# S3 oder S4?



## orscheler (5. Mai 2009)

Hi, 

ich frage mich, wie der Trail vom 100 Stufen Aussichtspunkt zur Landsteiner Mühle in der Singletrailskala eingestuft wird, damit ich mal
einen Eindruck an einem Beispiel bekomme, wie diese Einordnung funktioniert. Das ist der schwierigste längere Trail, den ich im Taunus kenne und er ist für mich nicht fahrbar. 
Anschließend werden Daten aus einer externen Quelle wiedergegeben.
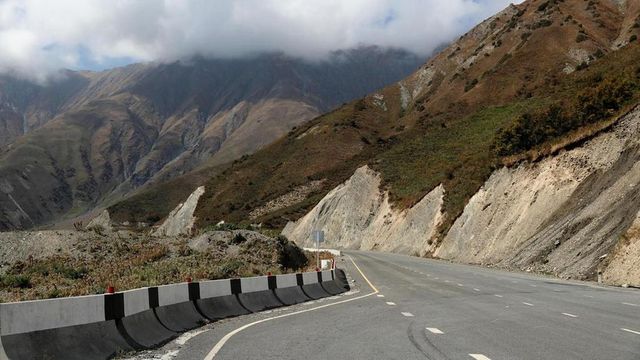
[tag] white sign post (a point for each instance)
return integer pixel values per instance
(318, 237)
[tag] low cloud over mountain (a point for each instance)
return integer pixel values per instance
(39, 37)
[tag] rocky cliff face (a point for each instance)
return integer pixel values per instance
(571, 215)
(357, 215)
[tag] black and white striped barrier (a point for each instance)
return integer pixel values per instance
(100, 326)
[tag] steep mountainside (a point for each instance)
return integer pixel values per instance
(516, 147)
(563, 215)
(90, 138)
(436, 127)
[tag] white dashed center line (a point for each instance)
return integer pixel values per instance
(631, 331)
(479, 357)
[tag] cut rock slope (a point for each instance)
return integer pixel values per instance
(563, 215)
(357, 215)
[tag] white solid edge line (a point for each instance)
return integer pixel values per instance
(631, 331)
(214, 351)
(479, 357)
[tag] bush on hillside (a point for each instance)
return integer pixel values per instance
(590, 106)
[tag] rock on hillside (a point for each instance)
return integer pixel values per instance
(510, 62)
(181, 220)
(357, 215)
(563, 215)
(91, 138)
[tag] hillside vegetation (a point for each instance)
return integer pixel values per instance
(92, 138)
(126, 261)
(536, 74)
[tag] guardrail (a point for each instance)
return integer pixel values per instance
(101, 326)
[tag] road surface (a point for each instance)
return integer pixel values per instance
(424, 309)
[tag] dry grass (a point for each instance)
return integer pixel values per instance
(128, 263)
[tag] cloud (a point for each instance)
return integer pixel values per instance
(38, 37)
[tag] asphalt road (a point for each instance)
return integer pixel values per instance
(424, 309)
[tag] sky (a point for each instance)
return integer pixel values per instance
(40, 37)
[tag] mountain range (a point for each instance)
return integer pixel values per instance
(86, 139)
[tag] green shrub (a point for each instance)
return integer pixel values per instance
(16, 281)
(470, 84)
(581, 37)
(238, 239)
(594, 104)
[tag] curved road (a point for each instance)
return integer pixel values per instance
(424, 309)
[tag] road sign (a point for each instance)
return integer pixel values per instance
(318, 236)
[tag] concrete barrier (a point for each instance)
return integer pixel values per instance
(218, 301)
(256, 293)
(176, 307)
(81, 327)
(328, 283)
(340, 279)
(289, 289)
(311, 286)
(140, 322)
(100, 326)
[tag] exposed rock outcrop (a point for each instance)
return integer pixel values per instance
(564, 215)
(357, 215)
(181, 220)
(102, 221)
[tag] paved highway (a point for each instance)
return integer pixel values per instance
(410, 308)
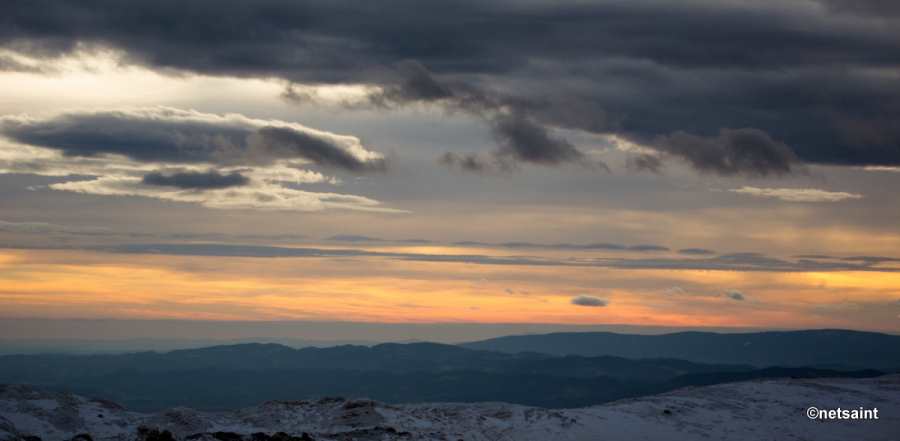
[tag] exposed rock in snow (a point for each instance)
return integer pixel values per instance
(772, 410)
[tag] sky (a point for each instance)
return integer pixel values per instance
(679, 164)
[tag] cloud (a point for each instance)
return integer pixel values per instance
(210, 179)
(218, 161)
(48, 228)
(354, 238)
(647, 248)
(797, 194)
(745, 262)
(164, 134)
(589, 301)
(645, 162)
(640, 81)
(520, 138)
(674, 291)
(749, 152)
(264, 196)
(735, 295)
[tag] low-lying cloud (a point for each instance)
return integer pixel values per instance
(589, 301)
(797, 194)
(218, 161)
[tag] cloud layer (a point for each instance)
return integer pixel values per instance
(694, 80)
(219, 161)
(797, 194)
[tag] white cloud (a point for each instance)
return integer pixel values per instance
(797, 194)
(589, 301)
(46, 228)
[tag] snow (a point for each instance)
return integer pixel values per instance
(768, 409)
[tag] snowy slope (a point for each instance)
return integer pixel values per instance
(756, 410)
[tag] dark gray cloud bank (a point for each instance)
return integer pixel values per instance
(168, 135)
(730, 87)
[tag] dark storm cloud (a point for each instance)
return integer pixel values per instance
(645, 162)
(179, 136)
(742, 151)
(195, 180)
(730, 87)
(520, 138)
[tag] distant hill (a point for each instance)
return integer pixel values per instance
(837, 349)
(744, 411)
(228, 377)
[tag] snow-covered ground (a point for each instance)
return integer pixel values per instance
(755, 410)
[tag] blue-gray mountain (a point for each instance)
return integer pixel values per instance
(825, 348)
(227, 377)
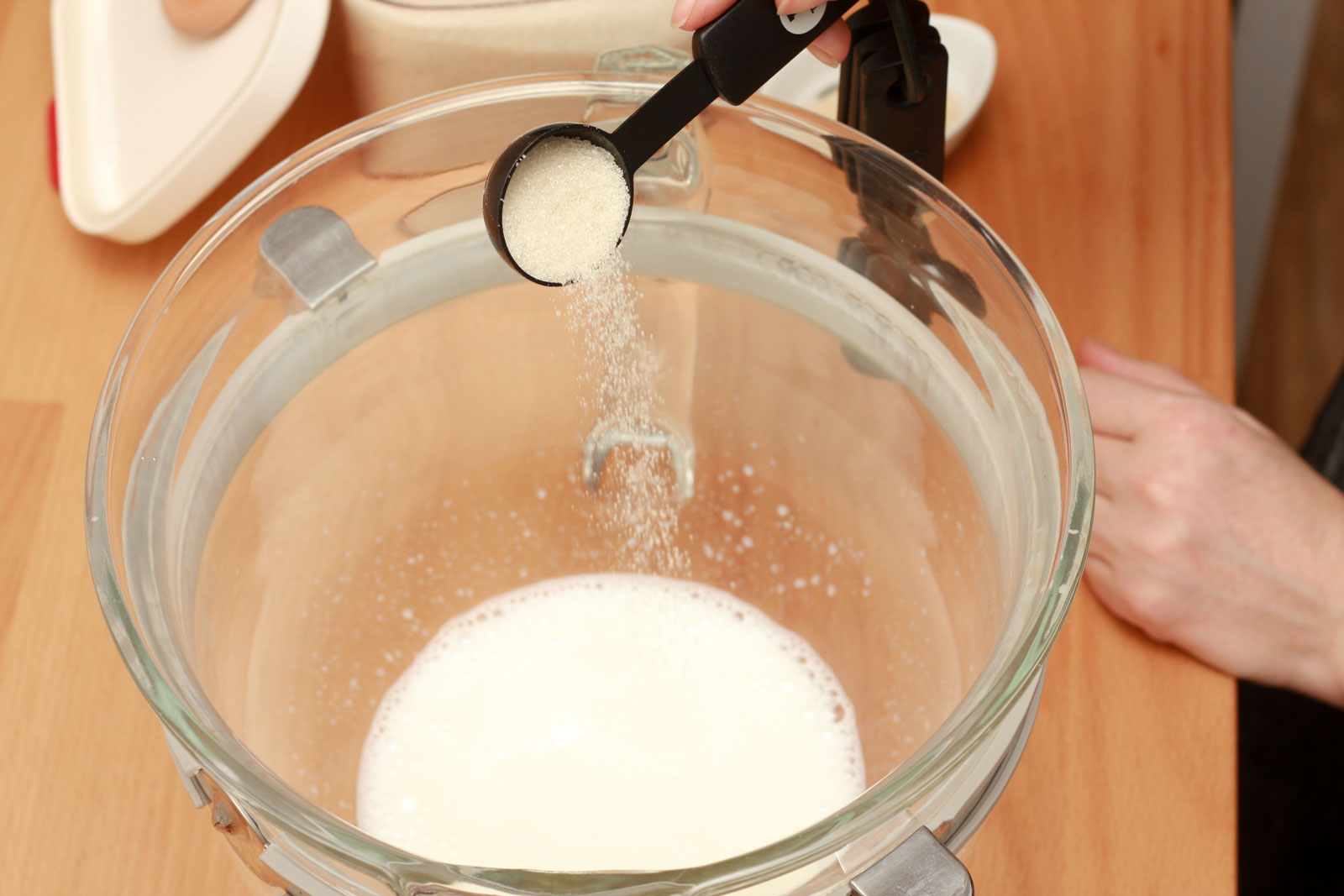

Der Trail hat circa 100 Tiefenmeter.

Wie kommt man hin:

Vom Wanderparkplatz Meerpfuhl dem markierten Rundweg im Uhrzeigersinn folgen (es gibt nur einen Rundweg). Irgenwann kommt rechts der Abzweig zum Aussichtspunkt (Schild). Da muß man hochschieben, vielleicht kommt man über die Felsen auch von der anderen Seite zum Aussichtspunkt, aber ich weis nicht wie.

Jetzt zur Abfahrt:

1. Zuerst das Stück, das man hochgeschoben hat wieder abfahren.
2. Danach links fahren. Nach circa 250m biegt man in einen Pfad mit einem sehr einfachen Geländer ein.
3. am Ende des Pfades links abbiegen und circa 50m diesem Weg folgen. Dann rechst (kurz nach dem kleinen Schild) abbiegen und 
zur Landsteiner Mühle abfahren.  

In der Gegend ist recht wenig los, so daß man außer Sonntagnachmittags dort seine Ruhe hat.  

Gruß

Orscheler


----------



## oldrizzo (5. Mai 2009)

servus,

hast du mal ein bild des besagten trails?

die einstufungen der skala sind nicht unbedingt in stein gemeisselt, sondern abhängig von der beschaffenheit des trails (variiert evtl. je nach wetterlage), aber auch und vor allem, von den subjektiven fähigkeiten des fahrers. so kann ein trail der für dich s2 niveau hat, für mich s4 sein (und bei regen s5).

also, mit bild könnte ich dir vllt. beantworten, welche tendenz der trail hat.


----------



## MTB-News.de




----------



## Hornisborn (5. Mai 2009)

Ja, zeig doch mal ein Bild!
Am Wochenende ist eh eine Erkundungsfahrt angesagt. Da werde ich mal dort hinfahren.


----------



## Lucafabian (5. Mai 2009)

wer auch immer hn fährt..bilder wären wirklich klasse!


----------



## orscheler (5. Mai 2009)

Hi,

leider habe ich keine Bilder.

Der obere Teil ist steil und steinig mit Kurven und einigen Stufen drin. Allerdings sind das weniger als 100 Stufen. 

Im mittleren Teil gibt es enge gerade Stücke mit drei anspruchsvollen Kurven, u.a. eine sehr enge Serpentine (rechts). Ich weis nicht, ob man die noch ohne mit dem Hinterrad umzusetzen fahren kann. 

Im unteren Teil liegt erstmal einiges an Gerümpel rum (sollte man aufräumen), bevor es steil zur Straße runtergeht. 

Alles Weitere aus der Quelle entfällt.